La formation s’est terminée le 9 août ; et là encore, nous allons faire preuve d’imagination. Les résultats de l’examen final ayant été donnés le matin, l’après-midi devait être consacrée aux affectations choisies en fonction du classement de chacun, du premier au dernier. Mais, entre midi et deux, nous avons organisé une AG qui nous a permis de choisir nous-mêmes nos affectations suivant de multiples raisons (géographiques, affectives, choix personnels…) ; dans ce cadre, mes collègues m’ont laissé choisir une affectation sur un navire « non-armé », un bâtiment de recherches océanographiques basé à Toulon (que je rejoindrais le 17 août, après une permission passée en partie à Avignon avec des copains libertaires dans la suite du fameux festival perturbé cette année-là). Lors de la séance de l’après-midi les officiers supérieurs ont assisté, ébahis, au fait que chacun avait choisi son poste et que mêmes les derniers du classement avaient leur affectation désirée. Comme quoi même dans cette curieuse atmosphère confinée, l’esprit de Mai-Juin 68 avait réussi à faire son entrée !

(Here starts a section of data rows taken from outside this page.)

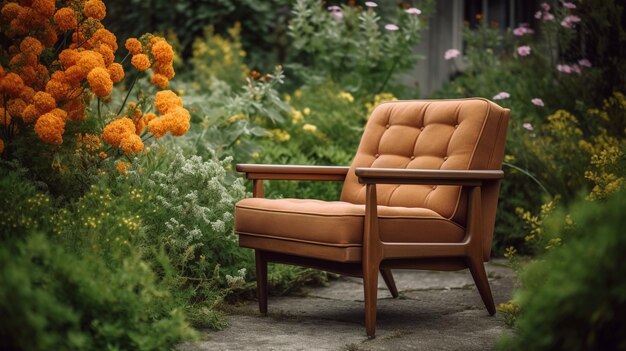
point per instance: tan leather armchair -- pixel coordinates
(421, 193)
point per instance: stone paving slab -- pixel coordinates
(435, 311)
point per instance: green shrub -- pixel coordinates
(575, 296)
(52, 299)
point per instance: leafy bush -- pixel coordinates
(573, 297)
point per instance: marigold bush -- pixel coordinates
(61, 59)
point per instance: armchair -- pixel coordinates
(421, 193)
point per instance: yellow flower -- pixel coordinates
(122, 167)
(100, 82)
(346, 96)
(133, 46)
(296, 116)
(309, 128)
(132, 144)
(116, 72)
(65, 19)
(118, 130)
(31, 46)
(95, 9)
(160, 80)
(44, 102)
(162, 52)
(280, 135)
(141, 62)
(167, 100)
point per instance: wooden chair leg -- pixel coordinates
(477, 268)
(370, 285)
(388, 278)
(261, 281)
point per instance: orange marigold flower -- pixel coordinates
(162, 52)
(117, 130)
(100, 82)
(11, 84)
(58, 89)
(27, 94)
(30, 114)
(158, 127)
(122, 167)
(95, 9)
(179, 124)
(10, 11)
(50, 128)
(107, 54)
(165, 69)
(132, 144)
(5, 117)
(28, 75)
(149, 117)
(44, 102)
(31, 46)
(141, 62)
(116, 71)
(75, 110)
(104, 36)
(166, 100)
(16, 107)
(90, 60)
(74, 74)
(44, 7)
(59, 113)
(48, 36)
(69, 57)
(65, 19)
(133, 46)
(160, 80)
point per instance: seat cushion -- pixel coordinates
(338, 223)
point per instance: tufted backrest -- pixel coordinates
(457, 134)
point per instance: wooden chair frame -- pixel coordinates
(377, 255)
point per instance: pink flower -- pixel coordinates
(570, 21)
(502, 95)
(391, 27)
(523, 50)
(564, 69)
(413, 11)
(569, 5)
(537, 102)
(451, 53)
(522, 30)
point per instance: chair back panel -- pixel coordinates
(460, 134)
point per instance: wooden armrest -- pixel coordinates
(283, 172)
(426, 176)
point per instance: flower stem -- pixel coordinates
(132, 85)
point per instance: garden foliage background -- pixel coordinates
(120, 123)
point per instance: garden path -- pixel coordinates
(435, 311)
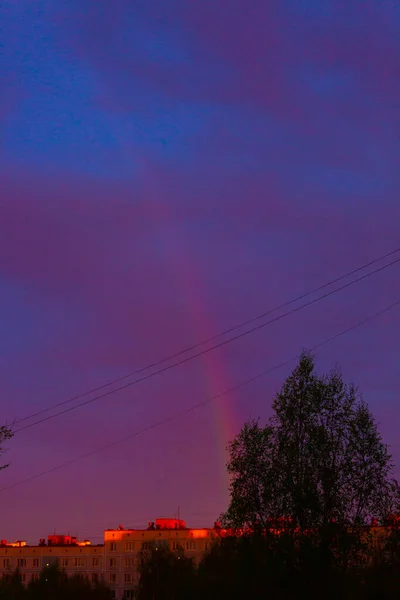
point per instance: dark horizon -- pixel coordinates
(166, 173)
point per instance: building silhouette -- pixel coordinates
(115, 561)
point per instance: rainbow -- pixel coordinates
(190, 287)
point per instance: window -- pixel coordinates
(79, 562)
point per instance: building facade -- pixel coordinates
(115, 561)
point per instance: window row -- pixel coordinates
(21, 562)
(128, 578)
(79, 562)
(130, 546)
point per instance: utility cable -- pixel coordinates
(208, 340)
(200, 404)
(207, 350)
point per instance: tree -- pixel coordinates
(319, 459)
(165, 574)
(5, 435)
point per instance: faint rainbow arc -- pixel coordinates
(188, 282)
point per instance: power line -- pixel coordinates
(207, 350)
(200, 404)
(210, 339)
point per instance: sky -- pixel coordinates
(167, 171)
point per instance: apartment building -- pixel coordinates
(115, 560)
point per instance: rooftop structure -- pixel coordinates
(114, 561)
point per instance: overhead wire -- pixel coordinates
(202, 342)
(194, 407)
(207, 350)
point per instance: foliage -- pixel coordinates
(319, 459)
(52, 584)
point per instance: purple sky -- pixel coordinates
(167, 170)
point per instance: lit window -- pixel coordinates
(79, 562)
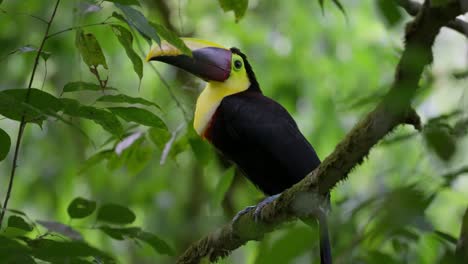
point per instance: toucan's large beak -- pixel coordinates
(209, 61)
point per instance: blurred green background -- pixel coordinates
(328, 70)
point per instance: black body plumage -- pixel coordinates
(262, 138)
(264, 141)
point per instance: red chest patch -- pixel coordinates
(207, 134)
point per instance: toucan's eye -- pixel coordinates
(237, 64)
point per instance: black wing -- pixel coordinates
(265, 142)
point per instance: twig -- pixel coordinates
(391, 112)
(24, 14)
(412, 7)
(168, 87)
(79, 27)
(462, 246)
(23, 118)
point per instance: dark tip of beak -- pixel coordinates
(210, 64)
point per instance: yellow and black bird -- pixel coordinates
(252, 130)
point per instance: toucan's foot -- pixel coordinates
(260, 205)
(258, 208)
(243, 212)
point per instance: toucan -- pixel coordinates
(250, 129)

Les fusiliers-marins commandos à Paris

Embarqué donc d’abord comme aspirant chef de quart, puis enseigne de vaisseau de 2eclasse à compter du 1eravril 1969 jusqu’à ma « libération » le 1eroctobre 1969, sur un dragueur océanique transformé en navire scientifique de 60 m de long dans le cadre de missions passionnantes (nous transportions la soucoupe plongeante du Cdt Cousteau !), j’ai pu avoir accès durant cette période à bien des informations non-publiques du fait de mon statut et de mon habilitation« secret-défense et confidentiel-défense » et être témoin de situations étonnantes, voire étranges.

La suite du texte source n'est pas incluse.